Lázara Santana, 57, emigrated to the United States from Cuba when she was 11 years old.
She lost her refugee status 20 years ago for selling drugs. His only son, he said, is a Marine who served multiple tours in Afghanistan and voted for Trump.
Lázara Santana, a Cuban deported to Mexico from the United States, said her only son is a Marine who served in several missions in Afghanistan.
For two decades, he visited an Immigration and Customs Enforcement office annually to verify his parole.

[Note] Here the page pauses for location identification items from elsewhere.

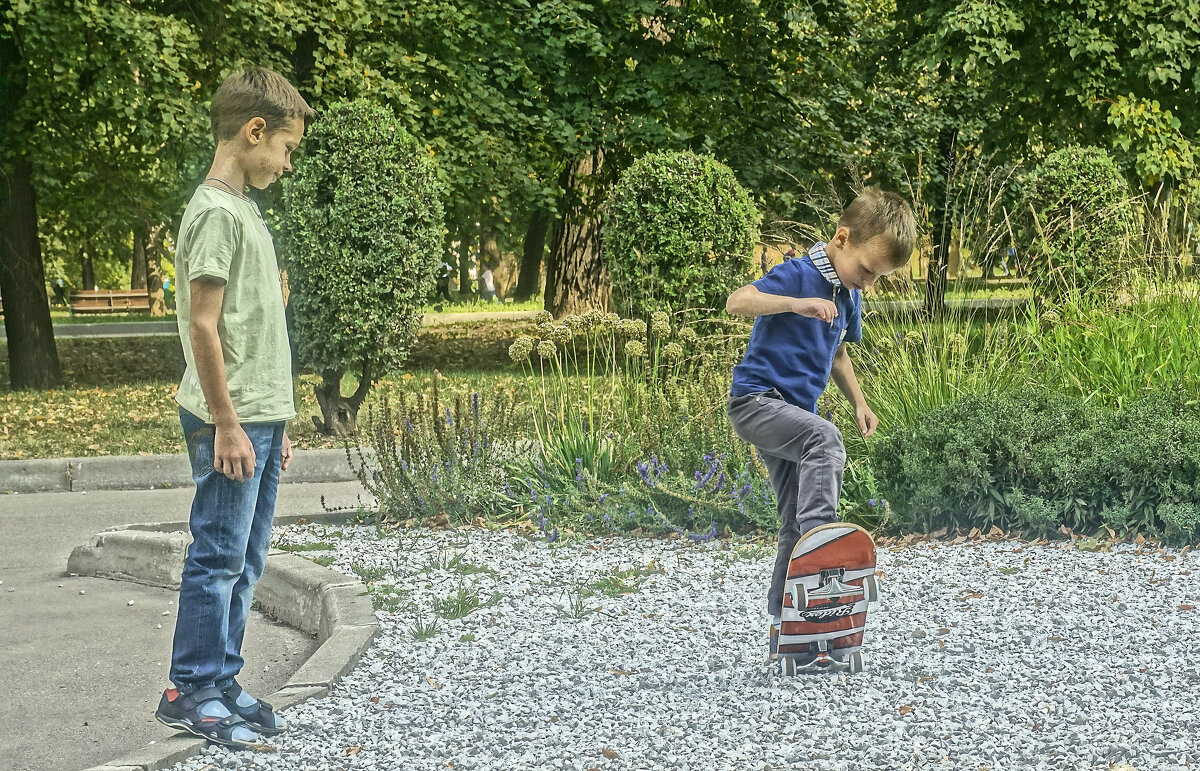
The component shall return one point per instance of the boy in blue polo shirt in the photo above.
(805, 312)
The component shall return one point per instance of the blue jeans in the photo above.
(231, 524)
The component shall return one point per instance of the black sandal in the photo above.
(258, 716)
(181, 711)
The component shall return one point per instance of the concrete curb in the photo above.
(143, 472)
(293, 590)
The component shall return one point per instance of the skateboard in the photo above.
(831, 584)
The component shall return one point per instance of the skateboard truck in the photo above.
(821, 659)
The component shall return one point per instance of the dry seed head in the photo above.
(521, 348)
(660, 323)
(633, 328)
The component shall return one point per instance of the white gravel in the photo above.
(988, 655)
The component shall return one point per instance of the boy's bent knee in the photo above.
(827, 438)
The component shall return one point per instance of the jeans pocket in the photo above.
(201, 450)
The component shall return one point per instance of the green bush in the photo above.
(1080, 220)
(1033, 460)
(972, 461)
(363, 229)
(679, 233)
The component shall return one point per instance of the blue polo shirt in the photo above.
(793, 353)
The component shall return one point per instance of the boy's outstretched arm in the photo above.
(847, 383)
(750, 302)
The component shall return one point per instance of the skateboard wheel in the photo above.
(799, 596)
(871, 589)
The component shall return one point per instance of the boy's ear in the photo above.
(255, 130)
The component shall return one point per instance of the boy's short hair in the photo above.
(256, 93)
(879, 213)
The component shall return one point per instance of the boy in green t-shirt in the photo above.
(235, 399)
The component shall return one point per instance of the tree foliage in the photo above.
(1081, 220)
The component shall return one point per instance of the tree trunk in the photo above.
(529, 276)
(940, 220)
(33, 356)
(154, 270)
(89, 272)
(340, 414)
(465, 260)
(489, 253)
(576, 279)
(138, 273)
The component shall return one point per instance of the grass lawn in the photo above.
(119, 394)
(66, 317)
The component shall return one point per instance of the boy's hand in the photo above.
(867, 420)
(286, 455)
(816, 308)
(233, 454)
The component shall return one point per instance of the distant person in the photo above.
(807, 311)
(487, 286)
(234, 402)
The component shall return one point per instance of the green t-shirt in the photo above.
(223, 235)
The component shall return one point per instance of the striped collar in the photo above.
(822, 263)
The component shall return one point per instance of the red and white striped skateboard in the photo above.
(831, 583)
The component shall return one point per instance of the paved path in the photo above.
(83, 673)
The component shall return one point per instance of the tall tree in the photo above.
(109, 118)
(33, 357)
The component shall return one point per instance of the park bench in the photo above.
(109, 300)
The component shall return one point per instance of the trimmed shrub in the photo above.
(363, 229)
(1080, 220)
(679, 233)
(1033, 460)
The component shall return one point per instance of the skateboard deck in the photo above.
(831, 584)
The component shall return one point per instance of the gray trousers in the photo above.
(804, 456)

This fall she was arrested.
He said immigration officials gave him an option for deportation: “You can go to the Congo or Mexico.”
He sleeps in a shared room that he rents with money sent to him by his partner in the United States. She has not requested refugee status in Mexico. He said he is afraid to leave the house.
“I go to sleep crying and I wake up crying,” she said. “This feels like a nightmare and I can't wake up.”
Times researcher Cary Schneider in Los Angeles contributed to this report.